В тот день был налет. Слышались взрывы. Уже добравшись до входа в бомбоубежище, я увидел, что Симамура стоит на тропинке. Сделав несколько шагов вниз, я закричал: “Скорее, скорее!”
– Вы только посмотрите на этих птичек!
И действительно – на старой сливе я увидел нескольких птах. Они отчаянно взмахивали крылышками, но взлететь не могли. Это были какие-то конвульсии в закрытом пространстве, где стенами служили зеленые ветки. Когда какой-то из птичек удавалось подлететь к ветке, она все равно не могла усесться на нее. То лапки разъедутся, то назад опрокинет...
Симамура добралась до пещеры, но и оттуда она продолжала наблюдать за сливой. Она сидела на корточках, плотно обхватив руками колени и смотрела на сливу.

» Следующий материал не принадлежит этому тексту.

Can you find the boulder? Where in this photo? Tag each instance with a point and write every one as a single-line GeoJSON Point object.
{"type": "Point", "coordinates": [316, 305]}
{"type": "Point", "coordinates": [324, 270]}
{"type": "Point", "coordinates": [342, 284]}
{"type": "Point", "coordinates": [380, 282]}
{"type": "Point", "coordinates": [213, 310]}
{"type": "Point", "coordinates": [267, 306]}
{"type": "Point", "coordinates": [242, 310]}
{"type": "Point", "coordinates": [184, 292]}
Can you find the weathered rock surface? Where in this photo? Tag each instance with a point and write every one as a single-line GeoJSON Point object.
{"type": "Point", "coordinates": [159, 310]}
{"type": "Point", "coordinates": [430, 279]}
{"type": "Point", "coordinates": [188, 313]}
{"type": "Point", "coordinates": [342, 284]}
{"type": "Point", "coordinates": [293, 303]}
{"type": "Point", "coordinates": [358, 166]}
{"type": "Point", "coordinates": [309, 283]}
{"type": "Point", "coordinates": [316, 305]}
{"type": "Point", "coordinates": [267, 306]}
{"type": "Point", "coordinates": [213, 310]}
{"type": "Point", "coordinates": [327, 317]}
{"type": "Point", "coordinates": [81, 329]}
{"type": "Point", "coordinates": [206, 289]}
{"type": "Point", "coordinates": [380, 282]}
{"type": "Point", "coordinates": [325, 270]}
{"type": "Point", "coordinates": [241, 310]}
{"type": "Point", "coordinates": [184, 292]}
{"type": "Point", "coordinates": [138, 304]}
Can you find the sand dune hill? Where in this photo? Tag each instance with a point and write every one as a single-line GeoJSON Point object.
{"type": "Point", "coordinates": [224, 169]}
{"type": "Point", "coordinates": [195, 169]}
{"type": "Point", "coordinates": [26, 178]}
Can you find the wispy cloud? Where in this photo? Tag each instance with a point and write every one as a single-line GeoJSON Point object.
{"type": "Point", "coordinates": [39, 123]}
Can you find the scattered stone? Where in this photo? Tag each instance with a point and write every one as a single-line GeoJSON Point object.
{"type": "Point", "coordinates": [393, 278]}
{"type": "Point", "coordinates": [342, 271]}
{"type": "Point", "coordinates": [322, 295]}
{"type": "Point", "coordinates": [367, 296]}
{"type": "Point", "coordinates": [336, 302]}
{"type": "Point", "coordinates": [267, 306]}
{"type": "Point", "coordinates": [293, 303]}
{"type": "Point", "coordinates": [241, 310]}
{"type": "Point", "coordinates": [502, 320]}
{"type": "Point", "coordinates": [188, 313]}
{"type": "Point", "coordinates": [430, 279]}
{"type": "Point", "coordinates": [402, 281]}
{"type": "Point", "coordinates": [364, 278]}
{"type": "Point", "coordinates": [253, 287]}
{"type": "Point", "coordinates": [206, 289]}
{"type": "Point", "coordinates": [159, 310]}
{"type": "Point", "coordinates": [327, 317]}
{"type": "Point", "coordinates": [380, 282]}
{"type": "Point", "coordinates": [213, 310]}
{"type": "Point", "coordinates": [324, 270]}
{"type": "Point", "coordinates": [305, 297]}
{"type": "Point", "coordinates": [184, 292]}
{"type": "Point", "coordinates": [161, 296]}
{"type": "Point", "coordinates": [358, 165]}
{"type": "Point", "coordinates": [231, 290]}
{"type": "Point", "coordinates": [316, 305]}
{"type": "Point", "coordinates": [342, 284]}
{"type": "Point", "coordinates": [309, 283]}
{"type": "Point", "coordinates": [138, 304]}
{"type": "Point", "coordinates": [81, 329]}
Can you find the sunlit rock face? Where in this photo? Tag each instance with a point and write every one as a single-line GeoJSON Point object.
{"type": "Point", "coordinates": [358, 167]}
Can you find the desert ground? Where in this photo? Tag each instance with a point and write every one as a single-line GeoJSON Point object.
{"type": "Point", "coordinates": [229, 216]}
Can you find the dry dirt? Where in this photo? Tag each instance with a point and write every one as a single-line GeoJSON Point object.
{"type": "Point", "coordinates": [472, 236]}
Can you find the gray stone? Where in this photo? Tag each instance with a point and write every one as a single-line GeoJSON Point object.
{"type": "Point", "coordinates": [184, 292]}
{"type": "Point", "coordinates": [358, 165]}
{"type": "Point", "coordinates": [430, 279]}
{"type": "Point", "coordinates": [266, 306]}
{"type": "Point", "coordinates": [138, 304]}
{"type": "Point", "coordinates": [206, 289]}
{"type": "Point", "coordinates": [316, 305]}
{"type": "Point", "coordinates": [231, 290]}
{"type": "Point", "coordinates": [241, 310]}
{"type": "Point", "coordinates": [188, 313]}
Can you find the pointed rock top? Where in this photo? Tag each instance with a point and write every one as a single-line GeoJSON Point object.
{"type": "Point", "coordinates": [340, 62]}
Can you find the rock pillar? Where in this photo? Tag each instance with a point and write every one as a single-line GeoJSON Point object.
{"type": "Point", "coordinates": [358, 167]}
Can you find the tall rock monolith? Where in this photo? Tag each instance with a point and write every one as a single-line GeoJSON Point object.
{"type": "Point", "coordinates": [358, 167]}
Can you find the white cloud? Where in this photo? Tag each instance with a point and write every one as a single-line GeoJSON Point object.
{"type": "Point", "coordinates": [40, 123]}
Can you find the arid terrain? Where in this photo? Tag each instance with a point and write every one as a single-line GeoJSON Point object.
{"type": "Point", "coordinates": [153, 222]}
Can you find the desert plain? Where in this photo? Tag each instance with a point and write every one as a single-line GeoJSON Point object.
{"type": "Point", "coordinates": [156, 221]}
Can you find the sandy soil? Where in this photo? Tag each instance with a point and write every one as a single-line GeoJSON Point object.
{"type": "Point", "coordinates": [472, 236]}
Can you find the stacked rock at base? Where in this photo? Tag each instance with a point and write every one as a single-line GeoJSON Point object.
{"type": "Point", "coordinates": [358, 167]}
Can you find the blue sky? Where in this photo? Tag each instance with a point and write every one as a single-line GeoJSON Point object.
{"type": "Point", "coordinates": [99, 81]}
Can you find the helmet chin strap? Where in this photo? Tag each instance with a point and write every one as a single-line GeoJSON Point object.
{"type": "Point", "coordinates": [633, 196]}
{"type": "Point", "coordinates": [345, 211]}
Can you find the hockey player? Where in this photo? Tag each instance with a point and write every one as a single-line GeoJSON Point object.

В бамбуковую рощицу со страшным скрежетом врезался осколок.
Когда я размышляю обо всех этих разговорах про перерождения, я всегда вспоминаю тех птичек. Симамура была тогда беременна в первый раз. Это уже потом она родила без происшествий.
Вообще-то выкидыши во время войны случались часто. Зато беременели мало. У женщин как-то все в организме разладилось. А вот этой осенью – сразу в четырех семьях дети народились.
Вместе с дочерью мы проходили мимо живой изгороди у дома Симамура. Цвели камелии. Я их очень люблю. Мне осень вообще нравится.
Я шел и горевал о тех детях, которым из-за войны не удалось увидеть этот свет, о себе самом – война лишила меня жизни, думал о том, кем мне суждено переродиться.